Tuesday, June 2, 2009

"To preserve you is no benefit, to destroy you is no loss." (Khmer Rouge slogan)

My relaxed life of a student-tourist came to a sobering halt today with visits to the infamous "Killing Fields" and Tuol Sleng (S-21) prison.

During the reign of the Khmer Rouge from 1975-1979, nearly 2 million people--one quarter of the population--were killed in an organized and ruthless campaign of Maoist Communism that sought to create an agrarian utopia. The city of Phnom Phen (pop. 1.7 million) was forcibly evacuated to the countryside overnight. Dissenters were shot on the spot...the weak, the bedridden, and the elderly were simply left to die.
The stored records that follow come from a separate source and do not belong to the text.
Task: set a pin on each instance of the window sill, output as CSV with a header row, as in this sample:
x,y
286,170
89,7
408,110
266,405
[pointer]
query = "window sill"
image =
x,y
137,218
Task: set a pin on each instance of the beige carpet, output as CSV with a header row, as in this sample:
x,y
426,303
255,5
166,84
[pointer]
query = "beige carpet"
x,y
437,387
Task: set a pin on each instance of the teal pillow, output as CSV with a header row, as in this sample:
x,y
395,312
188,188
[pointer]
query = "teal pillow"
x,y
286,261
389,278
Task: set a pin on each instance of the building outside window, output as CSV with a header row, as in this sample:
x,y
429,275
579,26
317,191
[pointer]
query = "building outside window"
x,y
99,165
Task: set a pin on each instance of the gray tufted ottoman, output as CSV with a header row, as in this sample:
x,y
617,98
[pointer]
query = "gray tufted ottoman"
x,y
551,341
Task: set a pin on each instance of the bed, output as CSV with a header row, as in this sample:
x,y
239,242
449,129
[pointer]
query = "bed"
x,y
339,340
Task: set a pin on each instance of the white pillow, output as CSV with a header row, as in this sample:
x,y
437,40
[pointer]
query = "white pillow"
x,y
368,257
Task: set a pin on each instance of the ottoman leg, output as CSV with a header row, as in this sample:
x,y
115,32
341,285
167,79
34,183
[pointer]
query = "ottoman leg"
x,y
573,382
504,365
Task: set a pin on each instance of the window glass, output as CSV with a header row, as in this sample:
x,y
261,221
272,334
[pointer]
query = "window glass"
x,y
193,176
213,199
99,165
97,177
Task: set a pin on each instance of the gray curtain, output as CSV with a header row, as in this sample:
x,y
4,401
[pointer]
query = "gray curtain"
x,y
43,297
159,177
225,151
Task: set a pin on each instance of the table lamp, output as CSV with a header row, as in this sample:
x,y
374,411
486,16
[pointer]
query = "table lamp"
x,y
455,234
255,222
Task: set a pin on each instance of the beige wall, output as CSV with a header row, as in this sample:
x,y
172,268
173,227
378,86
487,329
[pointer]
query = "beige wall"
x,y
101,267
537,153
Once in the countryside, the Cambodian people were placed in agrarian "communes" and made to work day and night. Starvation and malnutrition were prevalent. Families were separated and personal belongings were confiscated in an effort to promote fear and reverence for "Angkar" (literally, "the Organization"); the nebulous government authority whose de facto leader was Pol Pot.

The slightest dissent was met with swift retribution. Over 10,000 Cambodians were tortured and killed at Tuol Sleng prison, a former Phnom Phen high school turned nerve center for the Khmer Rouge's intelligence service. High ranking military officers, intellectuals, Buddhist monks, and political dissidents were often made to confess fantastic stories of subversion before being killed. Others were subjected to horrific torture methods whose only bounds were the limits of their torturers' imaginations.

Still many others were taken to the Killing Fields and summarily executed. Lacking bullets, victims were often dispatched with a blow to the head by readily available farming instruments--hoes, machetes, pick-axes. They were buried in shallow, mass graves that visitors today can still walk amongst...bones and clothing protruding from the dirt pathways.

It is both eerily morbid and refreshingly transparent the way that the Cambodian people have chosen to share these horrors with the outside world. It's as if, with each footstep among the mass graves and with each touch of the prison walls that once detained tortured souls, the country's wounds are healed. They are allowing us to mourn with them.